Monitoring & Best‑Practices

Before diving into day‑to‑day metrics, remember that your node’s most valuable resource is its throughput score—and that score assumes every request reaching you is authenticated, metered, and paid for. The FlameWire gateway enforces those guarantees, but only if all other traffic is kept out. Treat the gateway as your single‑trusted ingress and everything else as potential spam or DoS. With that mindset, follow the practices below to lock down your RPC port, protect bandwidth, and keep your weight (and ALPHA rewards) healthy.

• Permit RPC traffic exclusively from the FlameWire gateway. Configure your firewall or cloud‑security group so that the node’s RPC port accepts connections only from the official gateway IP ranges. All other inbound RPC traffic must be denied.

• Bind the RPC listener to localhost or an internal interface. Expose the port to the gateway through an internal tunnel or reverse proxy, rather than publishing it openly on the public internet.
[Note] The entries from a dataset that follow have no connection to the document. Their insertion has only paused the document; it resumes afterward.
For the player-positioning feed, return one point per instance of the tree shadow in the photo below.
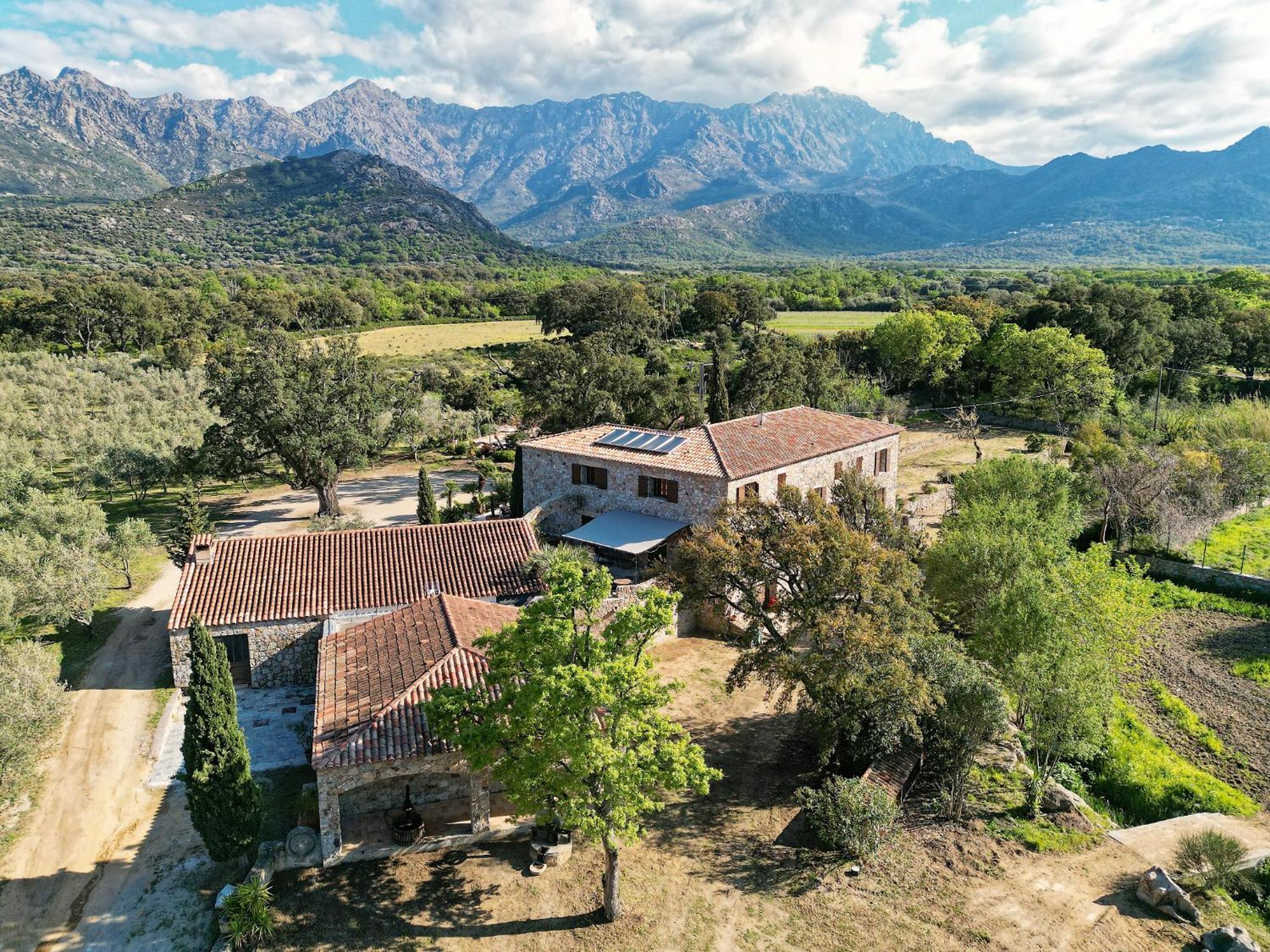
(394, 904)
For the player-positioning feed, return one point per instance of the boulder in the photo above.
(1158, 890)
(227, 892)
(1230, 939)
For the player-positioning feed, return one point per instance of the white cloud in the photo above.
(1064, 76)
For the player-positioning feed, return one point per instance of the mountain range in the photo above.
(548, 172)
(341, 208)
(627, 180)
(1154, 205)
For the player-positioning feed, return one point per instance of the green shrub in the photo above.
(336, 524)
(1178, 711)
(1254, 670)
(1070, 777)
(1213, 857)
(1145, 777)
(250, 913)
(852, 816)
(1041, 836)
(1170, 596)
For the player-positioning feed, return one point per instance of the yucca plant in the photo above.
(250, 915)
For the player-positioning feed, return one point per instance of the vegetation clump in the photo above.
(850, 816)
(1145, 777)
(1213, 857)
(1180, 714)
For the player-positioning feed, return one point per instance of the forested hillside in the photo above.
(337, 209)
(1150, 206)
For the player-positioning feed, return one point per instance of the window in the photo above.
(586, 475)
(239, 656)
(660, 489)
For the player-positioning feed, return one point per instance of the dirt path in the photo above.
(385, 497)
(106, 864)
(95, 800)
• Restrict outbound traffic to essentials. Your node should communicate only with (1) the FlameWire gateway for health checks and (2) the blockchain’s native P2P/validator ports. Blocking all other destinations prevents a compromised node from generating spam.

• Monitor for non‑gateway requests. Set alerts that trigger if any inbound RPC packets originate from IPs outside the gateway ranges; this indicates a misconfigured firewall.

Why this matters: These measures ensure your node processes only metered, authenticated calls—protecting you from bandwidth‑draining spam and safeguarding your throughput score (and therefore your ALPHA rewards).